Это наставление могло бы оказаться еще одним примером безобидного благочестия и верного понимания человеческой природы. Его мог бы сделать какой-нибудь добрый учитель, не садист и не скрытый гомосексуалист (вполне может быть, что эти ярлыки были специально навешаны на этого человека, чтобы умышленно его опорочить). Миллионы людей искали и ищут в вере утешение. А вот Хитченс, если верить его воспоминаниям, испытал приступ негодования и предался неверию. Хотя директор школы, в общем-то, говорил вполне обычные вещи: что «сама религия, может быть, и неверна, но суть не в этом, ибо на нее всегда можно положиться и найти в ней утешение». «Подобное отношение вызывает лишь презрение!» – делает вывод Хитченс.
В свете сказанного, пожалуй, было бы неплохо обратиться вспять и еще раз пересмотреть те идеи, которые нам привили в детстве, особенно если они были ниспосланы свыше и воспринимались, как в случае с Хитченсом, как некий «высший авторитет». Но дети слишком впечатлительны, и в силу этого любое переживание, под влиянием которого впоследствии формируются их убеждения, пристает к ним на всю жизнь. В этом случае, несмотря на то что он профессиональный писатель и мыслитель, Хитченс никогда не забудет свой первый «приступ негодования». Он даже не берет в расчет ту возможность, что религия одновременно может быть и утешительной, и истинной – эти два аспекта, на взгляд автора, взаимно исключают друг друга. В этом смысле слепое неверие тождественно слепой вере, ибо как неверие (путь «черного» мышления), так и вера (путь «белого» мышления) ведет к фанатизму. (Следует заметить, что презрение и негодование стали ключевыми нотами писательской карьеры Хитченса.)

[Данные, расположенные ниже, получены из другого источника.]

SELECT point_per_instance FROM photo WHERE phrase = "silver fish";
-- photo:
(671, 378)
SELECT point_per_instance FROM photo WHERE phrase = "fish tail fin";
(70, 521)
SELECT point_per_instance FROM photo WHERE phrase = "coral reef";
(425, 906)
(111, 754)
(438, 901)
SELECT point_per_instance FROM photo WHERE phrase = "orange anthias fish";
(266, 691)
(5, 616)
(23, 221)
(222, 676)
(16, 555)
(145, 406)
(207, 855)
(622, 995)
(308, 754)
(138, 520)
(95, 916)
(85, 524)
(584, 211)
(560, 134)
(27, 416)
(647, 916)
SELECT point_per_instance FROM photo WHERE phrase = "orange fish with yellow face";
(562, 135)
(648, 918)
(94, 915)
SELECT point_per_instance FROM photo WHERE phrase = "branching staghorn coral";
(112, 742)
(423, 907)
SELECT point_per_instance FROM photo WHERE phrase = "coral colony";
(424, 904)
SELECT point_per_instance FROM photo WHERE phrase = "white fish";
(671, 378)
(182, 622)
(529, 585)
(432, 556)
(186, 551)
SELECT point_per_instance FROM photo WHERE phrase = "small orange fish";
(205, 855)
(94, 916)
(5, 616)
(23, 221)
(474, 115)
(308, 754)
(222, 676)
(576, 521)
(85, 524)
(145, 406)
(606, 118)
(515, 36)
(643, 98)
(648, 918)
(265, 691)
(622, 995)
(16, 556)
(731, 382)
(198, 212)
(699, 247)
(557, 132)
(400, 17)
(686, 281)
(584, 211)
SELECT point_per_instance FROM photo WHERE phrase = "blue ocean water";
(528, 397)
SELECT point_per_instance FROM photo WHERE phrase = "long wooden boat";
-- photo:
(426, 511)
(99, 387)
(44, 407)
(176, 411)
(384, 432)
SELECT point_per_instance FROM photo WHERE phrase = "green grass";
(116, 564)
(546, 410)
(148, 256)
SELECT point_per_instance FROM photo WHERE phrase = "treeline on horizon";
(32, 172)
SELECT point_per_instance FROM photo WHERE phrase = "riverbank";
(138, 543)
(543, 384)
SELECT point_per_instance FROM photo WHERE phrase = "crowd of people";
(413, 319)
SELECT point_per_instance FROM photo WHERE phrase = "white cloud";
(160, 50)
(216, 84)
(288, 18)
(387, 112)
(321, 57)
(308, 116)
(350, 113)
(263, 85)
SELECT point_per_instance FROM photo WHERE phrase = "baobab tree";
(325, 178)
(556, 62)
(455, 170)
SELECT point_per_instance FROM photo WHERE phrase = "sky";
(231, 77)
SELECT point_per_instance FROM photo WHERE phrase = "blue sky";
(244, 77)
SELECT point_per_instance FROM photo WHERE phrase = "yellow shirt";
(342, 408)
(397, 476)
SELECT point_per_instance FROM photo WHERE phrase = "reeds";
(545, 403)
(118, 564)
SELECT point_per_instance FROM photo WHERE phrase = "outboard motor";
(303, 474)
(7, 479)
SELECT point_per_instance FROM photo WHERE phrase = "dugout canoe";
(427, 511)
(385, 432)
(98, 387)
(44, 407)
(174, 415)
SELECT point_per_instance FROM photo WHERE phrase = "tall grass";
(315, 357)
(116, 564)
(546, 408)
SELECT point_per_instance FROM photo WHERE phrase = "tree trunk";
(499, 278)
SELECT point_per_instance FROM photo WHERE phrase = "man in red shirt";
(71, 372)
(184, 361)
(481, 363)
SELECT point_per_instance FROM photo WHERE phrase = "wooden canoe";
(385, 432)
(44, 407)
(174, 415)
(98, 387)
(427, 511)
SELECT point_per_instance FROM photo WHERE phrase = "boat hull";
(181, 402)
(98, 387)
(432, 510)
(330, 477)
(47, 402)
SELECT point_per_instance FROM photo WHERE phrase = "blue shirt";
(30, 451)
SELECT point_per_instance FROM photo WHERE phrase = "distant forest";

У слепой веры и слепого неверия есть и другие общие моменты. Как вера, так и неверие не признает проверки, предает анафеме противную сторону и сильно зависит от эмоциональной привязанности. Основная разница между ними в том, что неверие скрывает свою слепоту под вуалью рассудочности. Именно поэтому Хитченс и говорит, что молитвы не приносят «никаких результатов». Но это унижает бесчисленное количество людей, утверждающих, что их молитвы были услышаны. Любой разумный человек примет это к сведению как доказательство. И все же факт остается фактом: большинство статей о слепой вере не подлежат проверке на истинность или ложность. Святая Троица, непорочное зачатие, въезд Мухаммеда в Иерусалим на летящем коне и последующее вознесение на небо – призыв атеистов отказаться от всех религий на том основании, что их догмы бездоказательны и недоказуемы, теряет всякий смысл. Догма – это как пропуск или членская карточка клуба. Большинство людей рождаются в доминионе той или иной религии и потому автоматически получают этот пропуск.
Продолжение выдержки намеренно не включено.